Hawkins does have a point here. As I have blogged on previously, the blank slate continues to be a bit of pseudoscience infecting thought on the American left. However, his argument would have more credibility if conservatives weren't so determined to ignore all evidence that there are a lot of societal constraints placed on various groups which effect their performance. They have a tendency to dismiss all sociological findings of bias by speculating as to what flaws there might be in the studies. For example, any study purporting to show a bias against blacks in business or academia would have to account for the large economic bias in our society by race. However, studies that do account for that still show a bias against blacks, as well as women and other groups, and conservatives tend to ignore those as well.

"Most nations are interested in what's good for them: The only thing liberals love better than big government is even bigger government. So, yes, they love using the power of the federal government, but they're even more in love with the idea of building up the United Nations or some other form of world government."

This is just another straw man, and a nonsensical one as well. No one, even tree hugging liberals, need to be told that nations have their own best interests at heart. The United Nations is an effort to deal with global problems in a way that satisfies those interests. Is it imperfect? Sure. Hawkins' alternative solution? You notice you don't see one among those meandering paragraphs.

"The federal government is by its very nature, slow, stupid, expensive, and inefficient: There are always politicians promising to 'reform government' or 'make government work,' but the federal government always has been and always will be a poor, misshapen tool compared to the free market."

This is libertarian ideology, not reality. In areas where the tragedy of the commons applies, the government does much better than the free market. The free market is superior only in those circumstances where individual interests and group interests coincide. The best example is the Federal Highway system. The free market gave us a maze of winding roads. It took government to give us straight efficient highways from one state to the next.

Every problem is not fixable: The poor? They are always going to be with us. War? It's always going to exist...However, there is also something to be said for letting sleeping dogs lie and just accepting that the government cannot and should not try to fix every problem...because the government's efforts are usually ineffective and often as not, over time, it simply ends up creating a new set of problems to be solved.

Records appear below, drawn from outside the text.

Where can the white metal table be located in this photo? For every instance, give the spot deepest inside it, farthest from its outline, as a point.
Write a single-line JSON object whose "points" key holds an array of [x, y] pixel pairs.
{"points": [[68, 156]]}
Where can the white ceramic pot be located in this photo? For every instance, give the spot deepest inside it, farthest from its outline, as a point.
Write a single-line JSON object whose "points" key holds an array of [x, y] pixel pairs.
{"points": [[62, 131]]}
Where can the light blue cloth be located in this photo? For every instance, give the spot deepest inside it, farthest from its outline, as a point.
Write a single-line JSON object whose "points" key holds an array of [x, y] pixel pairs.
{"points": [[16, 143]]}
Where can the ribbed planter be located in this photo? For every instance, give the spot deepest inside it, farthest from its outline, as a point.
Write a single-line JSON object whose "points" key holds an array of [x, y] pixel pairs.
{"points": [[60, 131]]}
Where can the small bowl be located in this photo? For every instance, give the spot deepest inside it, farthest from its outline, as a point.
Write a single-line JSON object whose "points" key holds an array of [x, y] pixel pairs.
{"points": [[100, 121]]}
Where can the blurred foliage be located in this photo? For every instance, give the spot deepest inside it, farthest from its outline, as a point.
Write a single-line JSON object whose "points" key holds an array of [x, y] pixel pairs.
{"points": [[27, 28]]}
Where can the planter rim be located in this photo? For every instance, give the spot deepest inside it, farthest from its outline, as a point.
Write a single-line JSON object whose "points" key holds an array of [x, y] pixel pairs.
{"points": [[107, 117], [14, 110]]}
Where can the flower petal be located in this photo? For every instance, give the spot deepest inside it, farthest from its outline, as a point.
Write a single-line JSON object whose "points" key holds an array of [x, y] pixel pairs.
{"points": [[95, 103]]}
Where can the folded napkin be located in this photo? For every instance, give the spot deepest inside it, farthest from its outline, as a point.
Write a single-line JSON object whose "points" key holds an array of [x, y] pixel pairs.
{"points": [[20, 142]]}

Here again we see a blatant contradiction caused by ideology. Hawkins from one side of his mouth lectures us on not changing the drug laws, and then from the other side of his mouth lectures us on how sometimes government solutions make the problem worse. Can you say "prohibition"? Hawkins misses this obvious connection because he is blinded by his ideology. In his upside down world, the war in Iraq is inevitable, but homosexuality is optional.

Sorry John, these aren't truths. They are conservative ideology dressed up as facts. The cheap tux just doesn't fit.


Peter L. Winkler said...

Excellent anaysis.

Christopher Waldrop said...

Very good analysis, and response. You mention at one point that Hawkins doesn't offer an alternative to the United Nations. In fact he doesn't offer any alternatives, although the primary response of people like Hawkins when their ideas are criticized is "criticism not offering an alternative". It's their way of saying, "You can't dismiss my ideas just because I'm wrong."

ScienceAvenger said...

Which should get the retort: "You can't dismiss ideas just because they are imperfect", since practically all political decisions are tradeoffs.